Il risultato è che gli indici di concentrazione in questo specifico segmento sono più bassi di quelli generali. Se nell’insieme dell’editoria italiana i primi tre gruppi controllano oltre il 50% del mercato, nella ripartizione dei proventi delle fotocopie lo stesso indice si ferma al 27 % e solo uno dei tre gruppi leader su questo mercato è anche leader nel settore editoriale nel suo complesso. Ci vogliono invece 10 editori (o gruppi) per raggiungere il 50% dei compensi ripartiti e 30 per arrivare al 75%.
L’effetto perequativo, evidentemente, è ancor più esaltato dalle politiche che comprendono utilizzi sociali di parte dei proventi raccolti. Non stupisce allora se in altri paesi ciò avviene regolarmente. In molti casi una quota fissa dei proventi, stabilita dalla legge o decisa dalle associazioni degli aventi diritto, viene destinata a tale scopo. Per esempio, in Spagna, i proventi delle fotocopie finanziano un ampio programma di assicurazione sanitaria per gli autori, nonché varie iniziative di promozione della lettura, di sostegno del sistema delle biblioteche, e così via. Nel Nord Europa, poi, il sistema di gestione dei diritti sulle fotocopie, grazie alle cifre consistenti che si raccolgono, consente di mantenere in vita un’editoria indipendente anche in presenza di mercati che – per ragioni linguistiche – sono inevitabilmente ristretti.

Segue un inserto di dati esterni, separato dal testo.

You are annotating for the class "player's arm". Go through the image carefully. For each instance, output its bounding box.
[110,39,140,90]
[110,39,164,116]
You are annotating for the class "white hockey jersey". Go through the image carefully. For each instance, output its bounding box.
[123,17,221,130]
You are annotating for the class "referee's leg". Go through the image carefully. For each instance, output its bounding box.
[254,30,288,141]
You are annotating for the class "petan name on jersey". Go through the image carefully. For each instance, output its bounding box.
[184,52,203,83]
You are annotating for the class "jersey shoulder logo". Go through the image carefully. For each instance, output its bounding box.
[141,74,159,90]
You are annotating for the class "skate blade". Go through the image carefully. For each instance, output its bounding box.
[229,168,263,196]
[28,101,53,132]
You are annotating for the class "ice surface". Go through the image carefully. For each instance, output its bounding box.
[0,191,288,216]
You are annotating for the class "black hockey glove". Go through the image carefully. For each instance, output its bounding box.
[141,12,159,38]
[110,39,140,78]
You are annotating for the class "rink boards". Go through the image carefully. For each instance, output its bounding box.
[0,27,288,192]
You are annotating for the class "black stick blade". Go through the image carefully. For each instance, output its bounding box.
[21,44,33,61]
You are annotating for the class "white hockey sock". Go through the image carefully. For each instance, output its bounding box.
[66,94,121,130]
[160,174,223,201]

In Italia, le associazioni di autori ed editori hanno deciso di chiedere alla Siae di non distribuire le somme inferiori ai 20 euro, considerato che il costo della distribuzione supera di fatto il beneficio che ciascun soggetto ne riceverebbe. L’insieme di tali somme, pari a 200.000 euro circa, potrà essere destinato a iniziative a favore degli autori (borse di studio, premi ecc.), nonché ad attività di promozione della lettura o a ricerche sul diritto d’autore.
Certo, se si continuerà a raccogliere solo un decimo di quanto in media avviene nel resto d’Europa anche gli effetti sul mercato saranno oltremodo limitati. E se non si inizierà a guardare con un’ottica diversa al problema, ciò sarà pressoché inevitabile.
Sotto questa luce forse anche i termini del dibattito sul diritto di prestito forse possono essere meglio compresi. La norma europea non nasce affatto dalla bizzarria di oscuri funzionari di Bruxelles. Ma dal principio per cui ogni eccezione al diritto d’autore deve essere ripagata da un compenso equo a favore dei titolari dello stesso diritto. In difesa della cultura alti lai si sono levati contro questa norma, provenienti da ogni parte politica, senza eccezioni, e culturale. Ma siamo proprio sicuri che la cultura si difenda riducendo le remunerazioni di chi la cultura produce? E in sede di elaborazione di una nuova norma sul diritto di prestito, che recepisca anche in Italia quanto previsto dalla direttiva comunitaria, non è il caso di puntare l’attenzione sugli effetti finali della norma, sulle modalità di attuazione, sulla distribuzione degli oneri e dei benefici, invece che limitarsi a gridare allo scandalo?